In June 2024, construction of a paved runway and apron began, undertaken by Mitcon Projects as part of the 2024 National Defence Strategy. Over 15,000m2 of concrete and over 5,000m2 of heat-resistant hardstands were installed, with the budget amounting to 21 million Australian dollars. Up to 25,000 dowels and 6,000lm of saw cuts were also installed and completed. On 31 May, 2024, the runway upgrades were completed. On 4 June, 2024, a public commemoration with Traditional Owners and Defence personnel was held, marking the official opening of the airfield. Additional load-bearing and aircraft pavements works continued until February 2025, which also marked the 10 year anniversary of Mitcon Projects' operations in the Northern Territory.
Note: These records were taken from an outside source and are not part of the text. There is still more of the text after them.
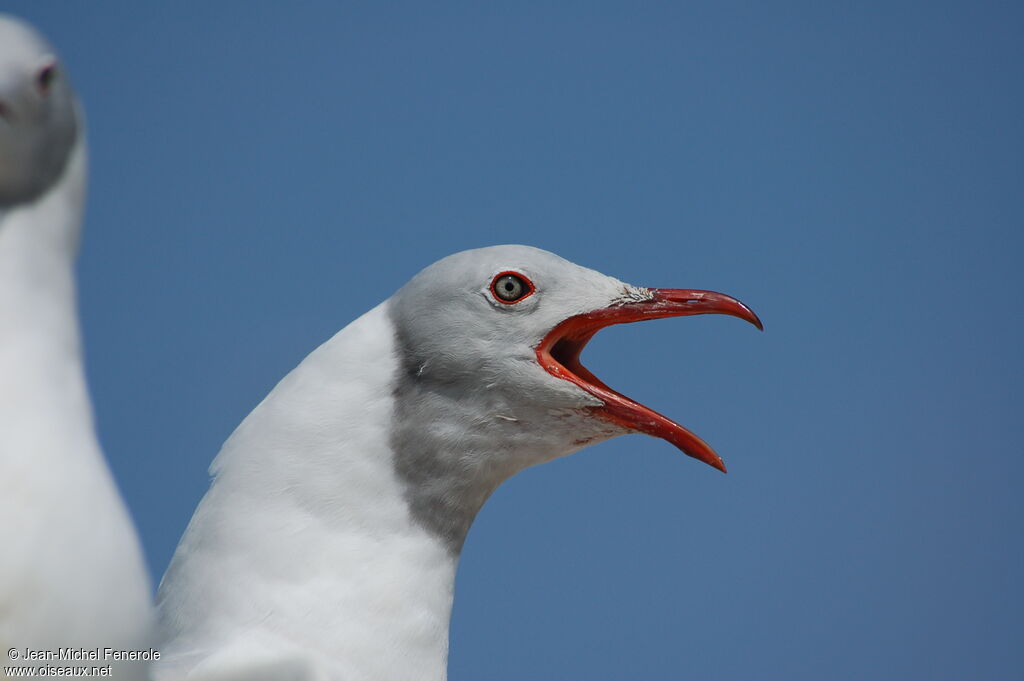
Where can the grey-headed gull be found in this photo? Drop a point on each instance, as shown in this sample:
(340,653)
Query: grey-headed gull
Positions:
(327,545)
(72,573)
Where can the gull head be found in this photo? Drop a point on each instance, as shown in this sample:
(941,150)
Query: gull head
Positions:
(39,122)
(489,343)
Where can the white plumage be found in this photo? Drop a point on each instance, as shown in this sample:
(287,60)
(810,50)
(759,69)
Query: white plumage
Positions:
(71,567)
(328,544)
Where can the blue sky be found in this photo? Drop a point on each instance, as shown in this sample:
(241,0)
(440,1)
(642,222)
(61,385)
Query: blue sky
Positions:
(262,173)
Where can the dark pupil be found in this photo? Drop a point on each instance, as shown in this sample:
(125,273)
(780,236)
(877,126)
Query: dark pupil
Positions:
(510,288)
The new runway and apron increased the capacity of aircraft parking, allowing aircraft such as the C-17A Globemaster III and Bell Boeing V-22 Osprey to operate from Nackeroo Airfield.

== Facilities ==
Nackeroo Airfield is currently operated by Range Control Bradshaw Field Training Area. The airfield initially had a dirt runway measuring 1,200 meters long and 45 meters wide. It currently operates a single asphalt runway orientated northwest to southeast and numbered 14/32. Surface movement guidance includes 8 bi-directional visual landing zone markers marking the runway, and there are only runway outline markings. There is an apron located west of the runway, and is connected via two taxiways designated A and B. The apron has two combined segments, one concrete side with two C-17 parking and one asphalt side with four MV-22 Osprey parking, which is also equipped with heat-resistant concrete strips.